His mood lifted, of course. The depression had been deeper than usual and had lasted longer than usual, but it was not nearly so deep or so enduring as some he — and she — had been forced to live through in the past. Some years previously drinking had become a problem. Alcoholism was virtually an occupational illness in his profession, and of course it made efficient functioning impossible.

He’d gone on the wagon for several years, then found he was able to drink normally again. A single martini before the evening meal, a pitcher of them at the conclusion of a job, an occasional beer with lunch when he was resting up between jobs. But drinking never became a problem again, and she thanked God for that, even as she prayed to God that he could get into a line of work that didn’t take so much out of him.

She raised the subject again one evening. He’d begun to talk about going back to work, not right away but before too long, and she wondered how he could face it so soon.

“You don’t have to work so much,” she said. “The kids are grown and gone. You and I have everything we want and money in the bank. You don’t have to drive yourself.”

“It’s not a matter of driving myself. I can’t sit idle too long. It gets to me.”

“I know, but—”

“Rather wear out than rust out. Trite but true.”

“Couldn’t you try something else some of the time? Couldn’t you try doing what you really want to do?”

He looked at her for a long moment, then turned his eyes aside and gazed off into space. Or, perhaps, into time.

“I’ve tried that,” he said at length.

“I didn’t know that.”

“I didn’t really want to talk about it. It didn’t work out.” Now he turned to face her again, and the expression on his face was enough to break her heart. “Maybe there was once something else I wanted to do. Maybe at some stage in my life I had the potential to do other things, to be somebody other than the man I turned into.”

But I love the man you turned into, she thought. I love the man you are, the man you’ve always been.

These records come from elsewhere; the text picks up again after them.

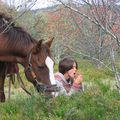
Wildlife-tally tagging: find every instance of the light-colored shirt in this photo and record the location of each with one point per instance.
(66, 88)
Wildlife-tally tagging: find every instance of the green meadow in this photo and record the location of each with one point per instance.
(99, 101)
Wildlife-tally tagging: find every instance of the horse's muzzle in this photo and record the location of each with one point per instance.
(47, 88)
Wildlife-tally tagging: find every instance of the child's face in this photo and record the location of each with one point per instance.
(71, 72)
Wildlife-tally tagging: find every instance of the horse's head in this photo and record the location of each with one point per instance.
(39, 69)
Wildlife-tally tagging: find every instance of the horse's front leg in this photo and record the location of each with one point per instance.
(2, 94)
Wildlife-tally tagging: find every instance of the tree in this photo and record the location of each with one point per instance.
(102, 20)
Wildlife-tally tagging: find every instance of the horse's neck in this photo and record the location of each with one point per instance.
(15, 53)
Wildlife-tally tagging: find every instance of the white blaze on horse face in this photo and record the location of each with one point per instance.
(49, 62)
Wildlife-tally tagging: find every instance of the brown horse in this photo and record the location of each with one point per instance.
(17, 46)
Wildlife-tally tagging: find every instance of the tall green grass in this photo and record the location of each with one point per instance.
(99, 101)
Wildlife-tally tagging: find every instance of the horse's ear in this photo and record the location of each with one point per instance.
(49, 42)
(37, 48)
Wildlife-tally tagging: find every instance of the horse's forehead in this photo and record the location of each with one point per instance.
(49, 63)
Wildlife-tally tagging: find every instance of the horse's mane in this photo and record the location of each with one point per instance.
(13, 33)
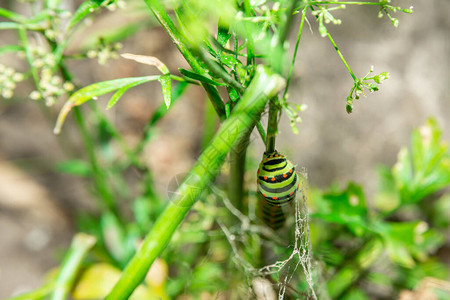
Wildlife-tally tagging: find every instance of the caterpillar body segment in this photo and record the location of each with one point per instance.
(277, 185)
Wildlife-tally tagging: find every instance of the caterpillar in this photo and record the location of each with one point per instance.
(277, 185)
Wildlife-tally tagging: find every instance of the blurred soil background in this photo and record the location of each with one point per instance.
(38, 205)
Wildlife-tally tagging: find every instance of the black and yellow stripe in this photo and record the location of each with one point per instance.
(277, 187)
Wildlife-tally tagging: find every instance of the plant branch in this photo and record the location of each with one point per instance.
(265, 85)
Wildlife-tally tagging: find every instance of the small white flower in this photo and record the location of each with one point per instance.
(17, 77)
(35, 95)
(92, 54)
(68, 86)
(7, 93)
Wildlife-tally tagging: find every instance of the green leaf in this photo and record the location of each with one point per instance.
(120, 243)
(117, 95)
(75, 167)
(426, 168)
(406, 240)
(387, 198)
(162, 109)
(95, 90)
(166, 84)
(199, 77)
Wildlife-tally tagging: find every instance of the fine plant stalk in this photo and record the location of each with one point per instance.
(300, 30)
(164, 19)
(265, 85)
(348, 274)
(272, 126)
(105, 193)
(237, 170)
(12, 16)
(337, 50)
(277, 64)
(81, 244)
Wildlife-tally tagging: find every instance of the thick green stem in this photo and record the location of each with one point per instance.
(164, 19)
(265, 85)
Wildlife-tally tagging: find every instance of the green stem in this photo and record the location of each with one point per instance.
(272, 125)
(81, 244)
(348, 274)
(34, 72)
(265, 85)
(99, 178)
(345, 3)
(300, 30)
(164, 19)
(221, 73)
(12, 16)
(337, 49)
(237, 171)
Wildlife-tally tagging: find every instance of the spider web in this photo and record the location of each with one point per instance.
(301, 248)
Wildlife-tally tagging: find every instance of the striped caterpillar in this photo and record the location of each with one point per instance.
(277, 187)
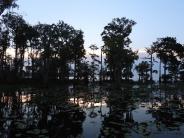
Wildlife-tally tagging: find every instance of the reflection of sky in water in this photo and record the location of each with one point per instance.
(92, 126)
(140, 115)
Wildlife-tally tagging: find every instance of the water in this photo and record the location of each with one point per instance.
(92, 112)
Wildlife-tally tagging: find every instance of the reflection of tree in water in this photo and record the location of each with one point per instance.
(169, 113)
(120, 118)
(44, 113)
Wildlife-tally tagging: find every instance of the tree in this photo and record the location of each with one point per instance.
(19, 30)
(168, 51)
(151, 61)
(94, 63)
(78, 51)
(116, 42)
(5, 4)
(142, 70)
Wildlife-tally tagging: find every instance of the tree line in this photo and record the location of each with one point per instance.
(55, 52)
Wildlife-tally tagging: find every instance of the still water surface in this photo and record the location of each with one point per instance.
(92, 112)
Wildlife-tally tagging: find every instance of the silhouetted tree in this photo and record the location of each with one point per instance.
(5, 4)
(116, 42)
(142, 70)
(94, 63)
(168, 51)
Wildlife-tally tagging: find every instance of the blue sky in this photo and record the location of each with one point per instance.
(155, 18)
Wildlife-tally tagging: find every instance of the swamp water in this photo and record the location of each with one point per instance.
(92, 112)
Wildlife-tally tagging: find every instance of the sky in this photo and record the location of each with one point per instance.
(154, 18)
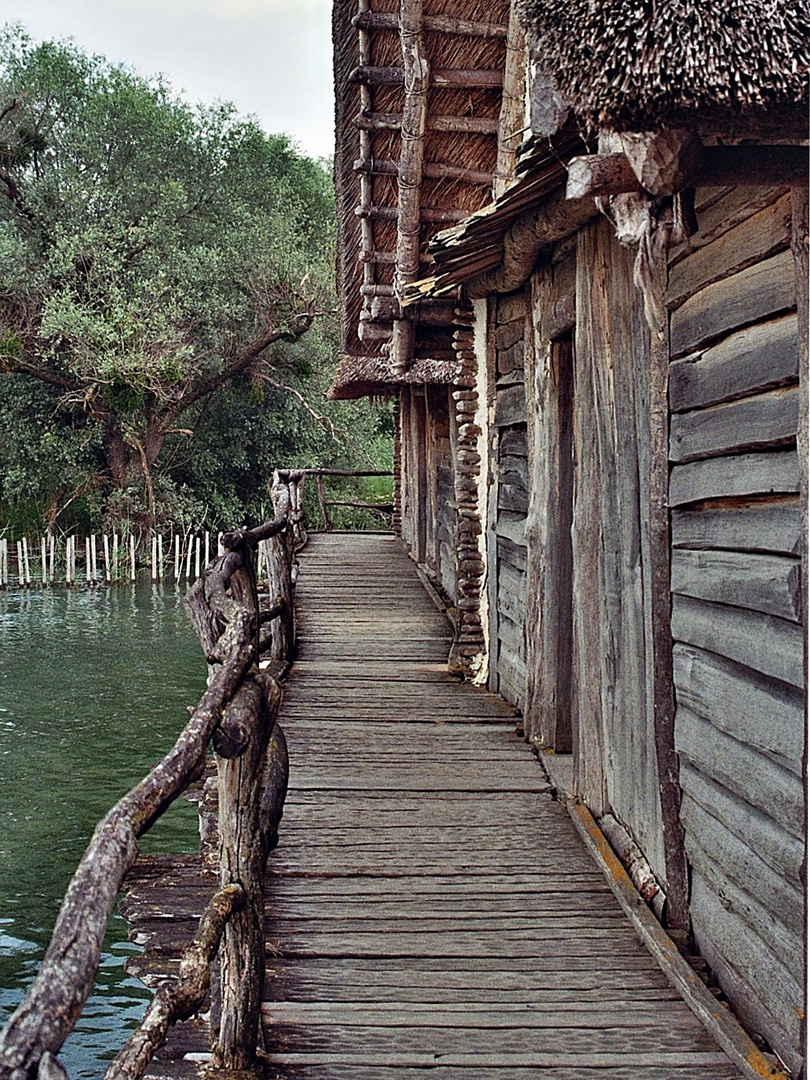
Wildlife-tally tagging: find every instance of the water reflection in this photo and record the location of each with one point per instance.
(94, 685)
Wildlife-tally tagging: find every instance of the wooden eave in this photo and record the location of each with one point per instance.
(476, 245)
(419, 95)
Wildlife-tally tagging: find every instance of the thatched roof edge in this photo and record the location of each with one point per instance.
(635, 64)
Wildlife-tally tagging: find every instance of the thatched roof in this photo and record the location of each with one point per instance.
(631, 65)
(464, 42)
(372, 377)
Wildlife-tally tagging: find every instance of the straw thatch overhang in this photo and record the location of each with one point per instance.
(475, 247)
(423, 132)
(737, 66)
(372, 377)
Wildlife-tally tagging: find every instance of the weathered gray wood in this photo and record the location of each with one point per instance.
(755, 779)
(754, 240)
(774, 846)
(723, 208)
(765, 715)
(57, 995)
(549, 625)
(184, 997)
(739, 474)
(744, 952)
(757, 358)
(725, 1027)
(710, 840)
(750, 423)
(769, 583)
(764, 289)
(767, 525)
(769, 645)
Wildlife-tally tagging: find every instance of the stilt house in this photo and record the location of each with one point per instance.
(574, 248)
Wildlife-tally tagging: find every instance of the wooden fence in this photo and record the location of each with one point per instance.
(238, 626)
(113, 557)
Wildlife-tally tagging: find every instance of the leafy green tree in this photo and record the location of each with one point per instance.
(154, 259)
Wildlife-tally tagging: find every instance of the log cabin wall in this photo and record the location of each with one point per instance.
(509, 500)
(616, 765)
(426, 480)
(737, 530)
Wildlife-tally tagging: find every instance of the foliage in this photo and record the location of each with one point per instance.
(166, 298)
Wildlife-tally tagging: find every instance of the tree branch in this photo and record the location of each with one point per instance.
(242, 362)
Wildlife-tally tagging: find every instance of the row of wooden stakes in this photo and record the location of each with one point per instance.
(104, 559)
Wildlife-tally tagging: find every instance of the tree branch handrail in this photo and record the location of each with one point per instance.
(224, 606)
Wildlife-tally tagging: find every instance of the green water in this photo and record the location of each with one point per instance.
(94, 685)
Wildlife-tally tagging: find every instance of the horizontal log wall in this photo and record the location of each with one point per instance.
(508, 648)
(738, 599)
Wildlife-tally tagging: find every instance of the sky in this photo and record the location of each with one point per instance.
(271, 57)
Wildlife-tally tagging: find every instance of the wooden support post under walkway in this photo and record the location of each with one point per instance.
(431, 909)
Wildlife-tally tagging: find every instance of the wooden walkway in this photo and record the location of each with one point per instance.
(431, 908)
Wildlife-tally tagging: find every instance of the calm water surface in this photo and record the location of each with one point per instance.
(94, 685)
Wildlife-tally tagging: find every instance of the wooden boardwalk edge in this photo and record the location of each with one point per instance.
(433, 913)
(717, 1018)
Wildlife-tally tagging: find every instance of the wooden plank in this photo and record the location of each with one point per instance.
(760, 713)
(773, 845)
(549, 378)
(723, 1025)
(360, 1071)
(753, 778)
(723, 208)
(739, 474)
(744, 950)
(760, 292)
(769, 583)
(765, 525)
(510, 407)
(750, 423)
(756, 239)
(761, 642)
(710, 841)
(755, 359)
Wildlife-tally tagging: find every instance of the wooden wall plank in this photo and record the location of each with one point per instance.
(511, 406)
(775, 847)
(720, 210)
(739, 474)
(771, 646)
(750, 296)
(739, 863)
(750, 423)
(759, 237)
(763, 525)
(758, 358)
(741, 770)
(769, 583)
(767, 715)
(721, 933)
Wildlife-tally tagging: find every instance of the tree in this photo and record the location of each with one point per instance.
(151, 253)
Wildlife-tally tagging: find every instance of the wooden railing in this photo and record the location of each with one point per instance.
(239, 713)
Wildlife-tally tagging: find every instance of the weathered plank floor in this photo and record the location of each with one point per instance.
(431, 909)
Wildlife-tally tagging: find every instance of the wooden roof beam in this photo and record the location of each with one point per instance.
(441, 79)
(609, 174)
(392, 121)
(427, 214)
(436, 24)
(433, 170)
(417, 78)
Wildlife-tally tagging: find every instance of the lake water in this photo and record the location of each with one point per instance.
(94, 685)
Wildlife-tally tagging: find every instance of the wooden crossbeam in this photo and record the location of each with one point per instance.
(437, 24)
(448, 78)
(392, 121)
(433, 170)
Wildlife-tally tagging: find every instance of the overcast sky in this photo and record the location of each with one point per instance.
(270, 57)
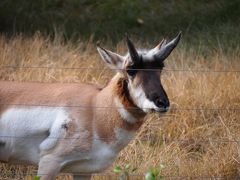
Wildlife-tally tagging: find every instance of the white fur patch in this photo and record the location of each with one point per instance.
(27, 130)
(139, 97)
(124, 112)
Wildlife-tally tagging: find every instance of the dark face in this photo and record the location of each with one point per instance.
(143, 70)
(145, 86)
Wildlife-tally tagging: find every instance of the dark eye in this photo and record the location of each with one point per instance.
(132, 72)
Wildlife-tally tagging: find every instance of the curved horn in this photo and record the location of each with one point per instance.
(166, 50)
(132, 50)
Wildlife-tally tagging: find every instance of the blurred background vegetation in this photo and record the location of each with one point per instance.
(210, 21)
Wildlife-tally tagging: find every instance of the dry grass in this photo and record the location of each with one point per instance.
(187, 142)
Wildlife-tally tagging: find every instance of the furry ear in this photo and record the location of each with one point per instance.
(114, 60)
(166, 49)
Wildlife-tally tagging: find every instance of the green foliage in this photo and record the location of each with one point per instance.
(37, 178)
(124, 172)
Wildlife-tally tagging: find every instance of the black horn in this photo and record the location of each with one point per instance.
(132, 50)
(166, 50)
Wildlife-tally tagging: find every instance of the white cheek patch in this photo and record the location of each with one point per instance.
(139, 97)
(124, 113)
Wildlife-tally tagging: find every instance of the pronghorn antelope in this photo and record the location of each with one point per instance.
(79, 128)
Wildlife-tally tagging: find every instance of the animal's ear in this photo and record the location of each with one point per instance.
(114, 60)
(166, 49)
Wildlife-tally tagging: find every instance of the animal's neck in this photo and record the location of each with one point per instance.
(120, 112)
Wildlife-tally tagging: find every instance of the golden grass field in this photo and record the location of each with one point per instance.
(200, 136)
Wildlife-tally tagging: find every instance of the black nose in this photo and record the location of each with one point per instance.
(161, 103)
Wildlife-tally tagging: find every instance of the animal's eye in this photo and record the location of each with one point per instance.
(132, 72)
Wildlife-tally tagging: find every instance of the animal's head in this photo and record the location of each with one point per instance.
(142, 70)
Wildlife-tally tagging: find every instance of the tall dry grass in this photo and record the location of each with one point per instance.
(198, 137)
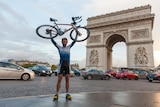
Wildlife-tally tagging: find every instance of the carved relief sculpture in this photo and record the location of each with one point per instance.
(138, 34)
(94, 57)
(141, 56)
(94, 39)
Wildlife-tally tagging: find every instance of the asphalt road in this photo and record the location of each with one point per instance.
(44, 85)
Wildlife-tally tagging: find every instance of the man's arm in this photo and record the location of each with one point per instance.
(74, 41)
(55, 44)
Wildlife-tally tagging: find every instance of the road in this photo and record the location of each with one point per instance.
(43, 85)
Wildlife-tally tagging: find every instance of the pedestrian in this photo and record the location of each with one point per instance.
(64, 66)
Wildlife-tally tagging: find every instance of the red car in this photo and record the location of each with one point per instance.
(127, 74)
(113, 73)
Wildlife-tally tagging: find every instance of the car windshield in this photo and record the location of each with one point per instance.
(157, 72)
(44, 67)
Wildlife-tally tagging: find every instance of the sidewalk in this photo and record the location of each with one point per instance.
(108, 99)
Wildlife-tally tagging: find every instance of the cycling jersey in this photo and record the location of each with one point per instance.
(64, 53)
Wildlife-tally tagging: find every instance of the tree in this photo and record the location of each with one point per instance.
(53, 67)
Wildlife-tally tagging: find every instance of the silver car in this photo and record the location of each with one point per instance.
(13, 71)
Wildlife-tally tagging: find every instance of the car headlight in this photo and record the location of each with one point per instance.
(43, 71)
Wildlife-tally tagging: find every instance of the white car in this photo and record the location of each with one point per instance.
(13, 71)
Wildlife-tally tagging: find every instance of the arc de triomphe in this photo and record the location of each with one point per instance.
(132, 26)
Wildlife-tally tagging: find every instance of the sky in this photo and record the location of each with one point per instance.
(20, 18)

“I may have the dreams,” he said. “But that’s all they ever were, baby. Dreams. You know what happens to dreams when you wake up. They go where smoke goes, into the air. Maybe I was born to do what I do. Maybe I just trained myself and wound up painting myself into a corner. But I’m an old man now—”

“You are like hell an old man!”

“—and it’s all I know how to do and all I even seem to want to do. I’ve spent my whole life with crooks and grifters and strong-arm men, and I’ll spend the rest of it with the same awful types, and yes, there’ll be violence, but I guess I can go on living with that.”

He smiled suddenly, and not merely with his mouth. “It’s not so bad,” he said. “It’s depressing when I think of what might have been, but the hell with that, kid. I’m doing what I was cut out for. That’s a hard thing to admit to yourself and it hurts, I’ll say it hurts, but once you make yourself believe it, then it becomes a liberating thing.”

She thought for a moment. “Yes,” she said. “Yes, I suppose that’s true.”

And so she was prepared a week later when he told her he was ready to go back to work. He’d been restless for a day or two, pacing back and forth across the living-room rug, jotting incomprehensible notes on long yellow pads of paper, even mumbling and muttering to himself. Then on Monday morning he looked at her over the brim of his second cup of coffee and told her.

“Well, the signs were there,” she said. “You’re sure you don’t want more time off?”

“Positive.”

“And you know what you want to do?”

“Uh-huh. I’m going to use Johnny again.”